= Howard Emery Wright =

Howard Emery Wright (1908–1988) was an African-American social psychologist and educator. He served as President of Allen University, in the U.S. Office of Education, and as Director of the Division of Social Sciences at The Hampton Institute. He studied attitudinal testing.

==Early life==

Wright was born in 1908 in Philadelphia to William and Evelyn Wright. He attended elementary school in Washington D.C. He was a graduate of Atlantic City High School in New Jersey.

==Undergraduate and graduate years==
Wright received a bachelor's degree from Lincoln University in Pennsylvania in 1932. He received a master's degree from Ohio State University in 1933, with a thesis on attitudinal testing.
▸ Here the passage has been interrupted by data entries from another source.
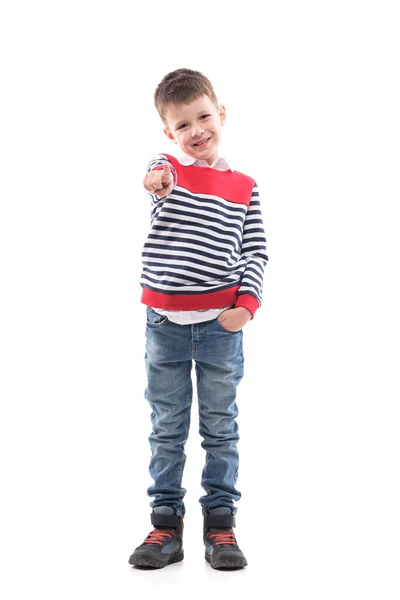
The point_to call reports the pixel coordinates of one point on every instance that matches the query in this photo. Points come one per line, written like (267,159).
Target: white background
(312,97)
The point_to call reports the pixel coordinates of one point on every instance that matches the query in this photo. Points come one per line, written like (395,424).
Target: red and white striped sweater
(206,247)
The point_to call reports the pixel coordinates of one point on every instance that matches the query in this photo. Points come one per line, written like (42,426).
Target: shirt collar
(221,163)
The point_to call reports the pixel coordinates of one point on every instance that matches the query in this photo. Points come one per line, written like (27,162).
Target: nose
(197,130)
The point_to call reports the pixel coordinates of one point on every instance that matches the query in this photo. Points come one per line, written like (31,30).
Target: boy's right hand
(160,182)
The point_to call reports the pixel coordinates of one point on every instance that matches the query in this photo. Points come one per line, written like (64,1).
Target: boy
(203,265)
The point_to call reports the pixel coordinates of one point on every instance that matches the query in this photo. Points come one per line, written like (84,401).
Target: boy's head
(188,107)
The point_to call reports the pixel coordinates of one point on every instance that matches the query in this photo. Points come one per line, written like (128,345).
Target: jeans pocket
(223,328)
(154,318)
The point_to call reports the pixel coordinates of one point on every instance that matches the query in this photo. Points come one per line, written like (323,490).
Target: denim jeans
(219,361)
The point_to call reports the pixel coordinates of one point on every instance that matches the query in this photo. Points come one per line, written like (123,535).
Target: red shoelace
(157,536)
(222,537)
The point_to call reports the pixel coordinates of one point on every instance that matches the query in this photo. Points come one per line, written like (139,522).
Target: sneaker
(222,550)
(163,545)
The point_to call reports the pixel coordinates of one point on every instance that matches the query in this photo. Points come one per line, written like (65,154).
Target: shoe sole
(226,562)
(148,560)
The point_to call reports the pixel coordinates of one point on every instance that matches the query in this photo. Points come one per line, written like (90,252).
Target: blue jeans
(218,356)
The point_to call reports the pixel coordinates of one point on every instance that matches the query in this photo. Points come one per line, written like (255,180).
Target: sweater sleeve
(254,251)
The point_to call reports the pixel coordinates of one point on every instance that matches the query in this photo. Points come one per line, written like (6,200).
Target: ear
(170,135)
(222,113)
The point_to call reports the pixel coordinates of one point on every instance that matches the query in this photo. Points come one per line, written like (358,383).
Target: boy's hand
(160,182)
(233,319)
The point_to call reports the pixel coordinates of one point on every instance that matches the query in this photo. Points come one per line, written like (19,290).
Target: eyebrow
(201,112)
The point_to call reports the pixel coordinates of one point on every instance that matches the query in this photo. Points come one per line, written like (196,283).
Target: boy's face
(199,121)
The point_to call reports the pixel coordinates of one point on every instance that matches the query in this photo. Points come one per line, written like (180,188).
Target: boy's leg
(219,369)
(169,392)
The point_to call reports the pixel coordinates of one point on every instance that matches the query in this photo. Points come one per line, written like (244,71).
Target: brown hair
(182,86)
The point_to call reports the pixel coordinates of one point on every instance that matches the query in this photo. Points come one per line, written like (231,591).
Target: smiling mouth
(201,144)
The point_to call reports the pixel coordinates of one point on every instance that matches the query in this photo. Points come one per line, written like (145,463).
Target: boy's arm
(254,250)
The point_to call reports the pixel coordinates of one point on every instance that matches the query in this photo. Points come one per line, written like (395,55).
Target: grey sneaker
(222,550)
(163,545)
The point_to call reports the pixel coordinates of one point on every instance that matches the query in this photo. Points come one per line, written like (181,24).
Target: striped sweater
(206,247)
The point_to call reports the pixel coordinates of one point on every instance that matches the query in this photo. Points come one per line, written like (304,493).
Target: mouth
(202,143)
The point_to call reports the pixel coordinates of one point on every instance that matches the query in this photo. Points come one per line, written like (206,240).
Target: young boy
(203,266)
He received a PhD in psychology at Ohio State University in 1946.

==Careers==
Wright became principal of the Campus Laboratory School at Albany State College in Georgia at age twenty five until 1934. He was principal at Aracoma High School in West Virginia (1936 to 1939). At the Campus Laboratory School at Prairie View College in Texas he was principal from 1940 to 1945, where he also held positions as associate professor of education and director of teacher training. He was teacher assistant at Ohio State University. At North Carolina College in Durham he was chairman in the psychology department (1945–1948). When he left there he became chairman of education at Southern University until 1953. He became president of Allen University in South Carolina in 1961. In Washington, D.C. wright became regional director of Community Action Programs for the Office of Opportunity, and branch chief of a division of the U.S. Office of Education. He was dean at Maryland State College in 1967. In 1972, Wright became the Director of the Division of Social Sciences at The Hampton Institute.

==Membership==
Wright was a board member of the Home for Dependent Children, Child Guidance Clinic, Advisory committee to Civil rights, and Vice president of Victory Savings Bank.